After having enjoyed a great meal in the cockpit something strange became more and more visible next to our anchored boat. It was almost dark and the spring tide was extreme during this full moon night in late summer. We took the binoculars and wondered whether this was a fish, a stick or…. an uncharted stone! 

It’s not the first time I find new stones, which I then report to the chart manufacturers. What was especially surprising this time, however, was that this shallow was situated in direct vicinity of the anchor symbol of several mainstream pilot books. After all, editors cannot survey every corner of an anchorage so they do copy from previous publications obviously… Apparently, this one has gone unnoticed. 

There are exceptions, of course! Antares Charts is a company run by a Scottish enthusiast who surveys anchorages by means of highly sophisticated sonar equipment, driving around the entire bays in order to survey these from edge to edge. Unfortunately, most charts he publishes are made on the Scottish west coast, but if you ever sail here, these are invaluable and highly recommended! On other places, you have to do your own marks on charts. 


The uncharted new stone was just tens of meters NE of the anchor sign along the 5-m contour line!

  Now the question: how does one best mark the stone exactly where it is without the sophisticated sonar equipment that Antares Charts uses? 
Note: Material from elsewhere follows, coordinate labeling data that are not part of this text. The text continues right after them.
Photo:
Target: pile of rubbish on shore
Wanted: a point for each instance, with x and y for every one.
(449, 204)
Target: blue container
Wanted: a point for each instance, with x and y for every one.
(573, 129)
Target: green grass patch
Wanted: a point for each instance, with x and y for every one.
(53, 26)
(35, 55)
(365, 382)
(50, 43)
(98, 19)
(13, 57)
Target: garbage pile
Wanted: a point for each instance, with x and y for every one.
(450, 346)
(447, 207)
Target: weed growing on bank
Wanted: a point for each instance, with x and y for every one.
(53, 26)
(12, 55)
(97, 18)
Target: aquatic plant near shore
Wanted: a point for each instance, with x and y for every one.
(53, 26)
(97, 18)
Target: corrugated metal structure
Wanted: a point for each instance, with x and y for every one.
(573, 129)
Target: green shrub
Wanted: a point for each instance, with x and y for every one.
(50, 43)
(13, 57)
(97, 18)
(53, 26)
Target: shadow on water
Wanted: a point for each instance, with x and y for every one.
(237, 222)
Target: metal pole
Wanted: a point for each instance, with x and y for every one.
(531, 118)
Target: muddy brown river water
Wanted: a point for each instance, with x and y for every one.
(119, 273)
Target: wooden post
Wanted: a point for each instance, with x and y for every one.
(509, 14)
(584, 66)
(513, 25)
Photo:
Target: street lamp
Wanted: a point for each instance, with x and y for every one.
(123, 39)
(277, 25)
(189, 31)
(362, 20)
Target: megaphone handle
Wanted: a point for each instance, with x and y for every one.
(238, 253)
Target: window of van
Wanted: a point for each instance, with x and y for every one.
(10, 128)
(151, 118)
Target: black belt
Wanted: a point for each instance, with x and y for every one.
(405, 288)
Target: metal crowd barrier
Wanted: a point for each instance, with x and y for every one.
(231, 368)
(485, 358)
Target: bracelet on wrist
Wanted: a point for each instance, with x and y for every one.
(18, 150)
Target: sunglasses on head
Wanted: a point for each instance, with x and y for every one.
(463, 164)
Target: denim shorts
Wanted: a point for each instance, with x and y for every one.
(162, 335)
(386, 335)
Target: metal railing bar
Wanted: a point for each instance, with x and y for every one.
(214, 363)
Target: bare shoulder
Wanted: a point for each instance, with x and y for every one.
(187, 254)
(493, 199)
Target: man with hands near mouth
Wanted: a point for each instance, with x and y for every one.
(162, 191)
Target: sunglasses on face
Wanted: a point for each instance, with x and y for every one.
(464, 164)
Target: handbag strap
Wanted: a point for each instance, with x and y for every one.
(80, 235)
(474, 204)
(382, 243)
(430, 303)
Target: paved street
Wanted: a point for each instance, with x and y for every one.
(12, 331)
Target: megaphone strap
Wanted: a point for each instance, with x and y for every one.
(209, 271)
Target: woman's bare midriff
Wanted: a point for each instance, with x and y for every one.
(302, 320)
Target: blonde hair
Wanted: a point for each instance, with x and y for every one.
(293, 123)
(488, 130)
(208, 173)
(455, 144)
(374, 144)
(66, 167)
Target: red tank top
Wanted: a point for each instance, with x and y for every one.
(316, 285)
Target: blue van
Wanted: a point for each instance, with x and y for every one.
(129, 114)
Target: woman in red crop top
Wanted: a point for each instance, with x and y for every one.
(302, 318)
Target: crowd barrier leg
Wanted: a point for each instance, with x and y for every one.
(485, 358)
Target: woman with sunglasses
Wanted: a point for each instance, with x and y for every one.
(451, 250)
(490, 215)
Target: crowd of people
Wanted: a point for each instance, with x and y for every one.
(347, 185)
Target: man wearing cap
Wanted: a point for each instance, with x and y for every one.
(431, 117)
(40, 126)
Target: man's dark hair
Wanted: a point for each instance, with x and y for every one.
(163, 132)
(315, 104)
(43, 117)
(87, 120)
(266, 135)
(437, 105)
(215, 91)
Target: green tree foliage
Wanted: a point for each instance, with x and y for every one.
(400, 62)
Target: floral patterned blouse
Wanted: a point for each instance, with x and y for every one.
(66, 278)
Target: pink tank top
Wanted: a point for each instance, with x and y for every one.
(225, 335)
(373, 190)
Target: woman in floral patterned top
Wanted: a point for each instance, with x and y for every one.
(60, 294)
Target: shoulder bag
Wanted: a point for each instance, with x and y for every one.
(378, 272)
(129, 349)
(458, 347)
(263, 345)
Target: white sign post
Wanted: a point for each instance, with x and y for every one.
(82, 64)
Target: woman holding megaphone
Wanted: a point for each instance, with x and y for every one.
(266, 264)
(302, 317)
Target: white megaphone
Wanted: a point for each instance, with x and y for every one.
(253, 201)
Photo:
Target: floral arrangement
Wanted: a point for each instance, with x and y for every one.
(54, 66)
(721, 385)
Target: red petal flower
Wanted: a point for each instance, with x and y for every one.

Here my SUP and the radar comes in handy! 

I send out my daughters on the SUP with a lead-line. That’s a homemade string with a weight at the end and marked ever half meter. They paddle to the stone in question and take a manual sounding. Then, the hight of tide (HoT) for the time of measure has to be deducted to get to the charted depth. After all, it’s not often that an uncharted stone becomes visible above the surface as during the night in question when we discovered the stone by co-incidence! 

The following morning, the daughters were checking out the newly discovered uncharted stone.

An alternative is, obviously, to use a handheld GPS in order to mark the stone in question, but there is a much faster and cooler alternative! As long as the distance is about 15m or more, even a traditional magnetron radar can be used without fear from radiation, Furuno says. The reason is, of course, that the radiation decreases by the square of the distance. This means that with a distance of approx. 10m radiation is less than using your mobile phone – even with a traditional magnetron radar. 

It’s worth mentioning that a modern solid-state radar has literally no radiation at all, by the way.

The RezBoost-beam sharpening feature on the newest generation Furuno NxT-Radars gives a very exact echo with a fantastic lobe angle. And if your plotter is connected to a high-accuracy satellite heading sensor, the position is easily placed directly onto the plotter. 


The SUP is clearly visible on the radar. The place is marked with a death’s head. (The MOB symbol to NNE is used when checking the holding power of the anchor, but that’s another story…)


In the morning, the stone in question was obviously covered by water due to the tide, but the SUP remains visible by the radar. All you do is to mark the place of the SUP when the girls shout “here!”. On my plotter, I mark these places with a death’s head and add the charted depth in the info-box.